1

I have a reddit dataset where each row represents a single reddit post, along with the username info. However, given that it's reddit data, the number of posts per username varies a lot (i.e. depending on how active a given username is on reddit). I am trying to create a unique id for each username and my data are structured as follows:

dput(df[1:5,c(2,3)])

output:

structure(list(date = structure(c(15149, 15150, 15150, 15150, 
15150), class = "Date"), username = c("تتطور", "عاطله فقط", 
"قصه ألم", "بشروني بوظيفة", "الواعده"
)), class = c("grouped_df", "tbl_df", "tbl", "data.frame"), row.names = c(NA, 
-5L), groups = structure(list(username = c("الواعده", 
"بشروني بوظيفة", "تتطور", "عاطله فقط", 
"قصه ألم"), .rows = structure(list(5L, 4L, 1L, 2L, 3L), ptype = integer(0), class = c("vctrs_list_of", 
"vctrs_vctr", "list"))), class = c("tbl_df", "tbl", "data.frame"
), row.names = c(NA, -5L), .drop = TRUE))

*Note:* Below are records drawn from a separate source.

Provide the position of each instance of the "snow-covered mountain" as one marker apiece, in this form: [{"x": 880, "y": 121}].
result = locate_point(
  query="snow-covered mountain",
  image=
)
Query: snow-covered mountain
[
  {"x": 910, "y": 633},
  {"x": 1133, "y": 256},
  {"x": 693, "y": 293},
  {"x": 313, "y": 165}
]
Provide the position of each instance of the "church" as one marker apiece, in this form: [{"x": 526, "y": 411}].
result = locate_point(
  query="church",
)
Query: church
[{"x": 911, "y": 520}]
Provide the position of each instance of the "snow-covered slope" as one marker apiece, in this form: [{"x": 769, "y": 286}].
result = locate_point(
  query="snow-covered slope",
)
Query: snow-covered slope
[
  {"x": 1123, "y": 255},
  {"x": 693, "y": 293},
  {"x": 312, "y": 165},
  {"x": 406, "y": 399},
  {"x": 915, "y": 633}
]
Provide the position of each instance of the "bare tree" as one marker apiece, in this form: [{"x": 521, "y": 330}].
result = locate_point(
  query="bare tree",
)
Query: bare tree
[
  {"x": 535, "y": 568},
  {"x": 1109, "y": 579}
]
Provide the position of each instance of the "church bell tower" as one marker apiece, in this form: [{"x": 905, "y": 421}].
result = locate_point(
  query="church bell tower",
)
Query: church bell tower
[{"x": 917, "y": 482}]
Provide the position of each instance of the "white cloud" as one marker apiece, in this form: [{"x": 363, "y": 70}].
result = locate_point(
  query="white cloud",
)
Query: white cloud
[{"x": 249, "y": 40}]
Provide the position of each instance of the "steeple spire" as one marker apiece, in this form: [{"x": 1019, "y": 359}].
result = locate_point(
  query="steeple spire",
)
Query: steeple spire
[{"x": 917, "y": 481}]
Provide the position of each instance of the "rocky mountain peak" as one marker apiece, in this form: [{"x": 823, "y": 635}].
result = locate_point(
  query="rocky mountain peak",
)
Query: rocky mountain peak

I ran the following code where I tried replicate the code here

The code works w/out errors, but I am unable to create a unique id by username. #create an ID per observation

df <- df %>% 
  group_by(username)  %>% 
 mutate(id = row_number())%>% 
 relocate(id)

Print data example with specific columns

dput(df[1:10,c(1,4)])

output:

structure(list(id = c(1L, 1L, 1L, 1L, 1L, 1L, 1L, 1L, 2L, 3L), 
    username = c("تتطور", "عاطله فقط", "قصه ألم", 
    "بشروني بوظيفة", "الواعده", "ماخليتوآ لي اسم", 
    "مرافئ ساكنه", "معتوقة", "تتطور", "تتطور"
    )), class = c("grouped_df", "tbl_df", "tbl", "data.frame"
), row.names = c(NA, -10L), groups = structure(list(username = c("الواعده", 
"بشروني بوظيفة", "تتطور", "عاطله فقط", 
"قصه ألم", "ماخليتوآ لي اسم", "مرافئ ساكنه", 
"معتوقة"), .rows = structure(list(5L, 4L, c(1L, 9L, 10L
), 2L, 3L, 6L, 7L, 8L), ptype = integer(0), class = c("vctrs_list_of", 
"vctrs_vctr", "list"))), class = c("tbl_df", "tbl", "data.frame"
), row.names = c(NA, -8L), .drop = TRUE))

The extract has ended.